Nothing. Nothing except for the gigantic fact that she is right.
“We’ll just eat, okay?” I say. “We’ll just … eat.”
“Okay. Okay.” She embraces me again, her fingers press into my back, and I relish this small demonstration of strength. “I know what we should do,” she says, pulling away from me and wiping the tears from her face. “Let’s call L.D.”
“Good idea,” I say. Most times, L.D. is too much. But now she will be perfect.

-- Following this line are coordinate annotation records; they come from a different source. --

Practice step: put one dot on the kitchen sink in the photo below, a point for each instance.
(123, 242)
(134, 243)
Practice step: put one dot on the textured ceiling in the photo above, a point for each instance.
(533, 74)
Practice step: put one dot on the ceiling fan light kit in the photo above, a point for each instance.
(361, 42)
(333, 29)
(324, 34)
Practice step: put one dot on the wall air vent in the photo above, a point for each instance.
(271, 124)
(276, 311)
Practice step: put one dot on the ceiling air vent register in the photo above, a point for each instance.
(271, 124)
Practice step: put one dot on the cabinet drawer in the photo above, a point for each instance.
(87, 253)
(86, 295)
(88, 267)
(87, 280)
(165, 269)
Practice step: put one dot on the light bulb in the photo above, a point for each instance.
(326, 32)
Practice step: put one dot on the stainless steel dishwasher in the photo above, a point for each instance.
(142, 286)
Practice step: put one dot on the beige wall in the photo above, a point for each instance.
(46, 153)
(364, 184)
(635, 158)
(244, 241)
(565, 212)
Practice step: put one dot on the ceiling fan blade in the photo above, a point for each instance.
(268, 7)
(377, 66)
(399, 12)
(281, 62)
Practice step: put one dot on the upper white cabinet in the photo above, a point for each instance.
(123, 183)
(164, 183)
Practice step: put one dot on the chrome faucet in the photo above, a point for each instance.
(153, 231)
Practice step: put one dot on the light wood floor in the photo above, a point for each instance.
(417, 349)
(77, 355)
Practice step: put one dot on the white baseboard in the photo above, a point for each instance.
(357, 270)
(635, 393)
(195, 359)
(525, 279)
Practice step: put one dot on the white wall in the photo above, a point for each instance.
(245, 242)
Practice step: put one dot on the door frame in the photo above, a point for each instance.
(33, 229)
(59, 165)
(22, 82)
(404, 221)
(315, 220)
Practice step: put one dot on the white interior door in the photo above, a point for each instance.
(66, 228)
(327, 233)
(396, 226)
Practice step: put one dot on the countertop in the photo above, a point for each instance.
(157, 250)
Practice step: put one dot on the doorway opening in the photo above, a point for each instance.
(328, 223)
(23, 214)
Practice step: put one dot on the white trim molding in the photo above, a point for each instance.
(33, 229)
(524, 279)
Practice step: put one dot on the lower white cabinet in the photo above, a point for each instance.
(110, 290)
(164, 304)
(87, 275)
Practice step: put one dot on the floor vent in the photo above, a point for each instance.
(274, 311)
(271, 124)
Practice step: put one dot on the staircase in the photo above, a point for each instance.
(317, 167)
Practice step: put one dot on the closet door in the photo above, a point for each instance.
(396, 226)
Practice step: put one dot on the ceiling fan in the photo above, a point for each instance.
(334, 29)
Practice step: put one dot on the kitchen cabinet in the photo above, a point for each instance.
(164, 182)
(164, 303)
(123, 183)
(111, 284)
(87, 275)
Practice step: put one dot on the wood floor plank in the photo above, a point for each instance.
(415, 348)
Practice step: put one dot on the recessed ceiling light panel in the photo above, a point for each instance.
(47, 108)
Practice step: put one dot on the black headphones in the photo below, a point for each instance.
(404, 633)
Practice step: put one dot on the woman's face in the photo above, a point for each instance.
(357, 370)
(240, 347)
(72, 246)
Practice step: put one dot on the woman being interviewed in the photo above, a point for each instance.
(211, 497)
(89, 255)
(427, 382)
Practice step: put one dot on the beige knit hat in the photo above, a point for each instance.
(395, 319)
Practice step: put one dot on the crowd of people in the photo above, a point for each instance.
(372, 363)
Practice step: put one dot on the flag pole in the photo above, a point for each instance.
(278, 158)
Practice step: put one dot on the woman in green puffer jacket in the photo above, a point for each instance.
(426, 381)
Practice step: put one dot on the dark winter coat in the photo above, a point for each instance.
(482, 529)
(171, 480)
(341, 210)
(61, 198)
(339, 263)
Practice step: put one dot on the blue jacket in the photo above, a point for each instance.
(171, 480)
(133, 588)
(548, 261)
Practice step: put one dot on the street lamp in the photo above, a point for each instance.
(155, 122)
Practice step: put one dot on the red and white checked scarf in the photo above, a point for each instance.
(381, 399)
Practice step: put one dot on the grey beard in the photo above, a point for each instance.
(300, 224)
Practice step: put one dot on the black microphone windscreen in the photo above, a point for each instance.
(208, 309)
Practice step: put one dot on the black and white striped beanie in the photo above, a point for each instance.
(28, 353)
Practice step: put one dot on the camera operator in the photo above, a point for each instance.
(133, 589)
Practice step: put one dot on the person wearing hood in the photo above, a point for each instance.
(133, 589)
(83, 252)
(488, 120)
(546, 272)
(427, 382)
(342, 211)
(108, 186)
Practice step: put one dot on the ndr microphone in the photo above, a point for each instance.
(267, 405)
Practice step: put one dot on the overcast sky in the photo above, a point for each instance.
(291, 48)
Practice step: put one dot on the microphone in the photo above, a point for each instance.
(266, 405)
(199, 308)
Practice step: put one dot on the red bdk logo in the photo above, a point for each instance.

“And bring those fries in here,” Ruth says, heading again toward her bedroom. “Let’s finish them. We’ll call the restaurant and tell Sarah to go get more. Of course, whatever she brings, if L.D. is here, it won’t be enough. We’ll need to go get more again. It’ll be like that Disney movie, where the buckets keep throwing water. What is that movie?”
“Fantasia.”
“Right,” she says, crawling into her bed. “Fantasia. Do you know what I mean?”
I pull her quilt up over her, put the bowl of french fries in her lap, push my sneakers off my feet, climb up on the bed beside her. “Yeah, I know what you mean. Mickey couldn’t keep up with the water, and we won’t be able to keep up with the demand for french fries. It will just keep going on and on. Like frustration dreams—you know, you fall, you can’t get up, and the truck keeps coming and coming.”
“Yeah.” She closes her eyes, then opens them. “Hey, Ann?”
“What?”
“That’s what this is like.”
“I know.”
“You don’t know.”
“Okay.”
“Call L.D.”
“After Sarah.”
Sarah wants to know why we need more fries. “Because Ruth and I ate the ones I got,” I said. “And because we’re calling L.D. to come over.”
“Jesus,” Sarah says. “Then we need about ninety more lobsters.”
Ruth has friends like other people have wardrobes. I mean that there’s someone for every occasion. Sarah is fine-boned, delicately beautiful, the kind of woman who can wear a perfectly tailored silk dress to take out the garbage and not spill a single thing on it. You know she’s wearing makeup, but you can’t find it. Her voice is low and smooth, conciliatory. She is management material through and through, clear-eyed and decisive. It was Sarah who organized all of us, made sure that there was a neatly typed roster of our names and phone numbers so we could reach one another, so we could make sure someone was always with Ruth.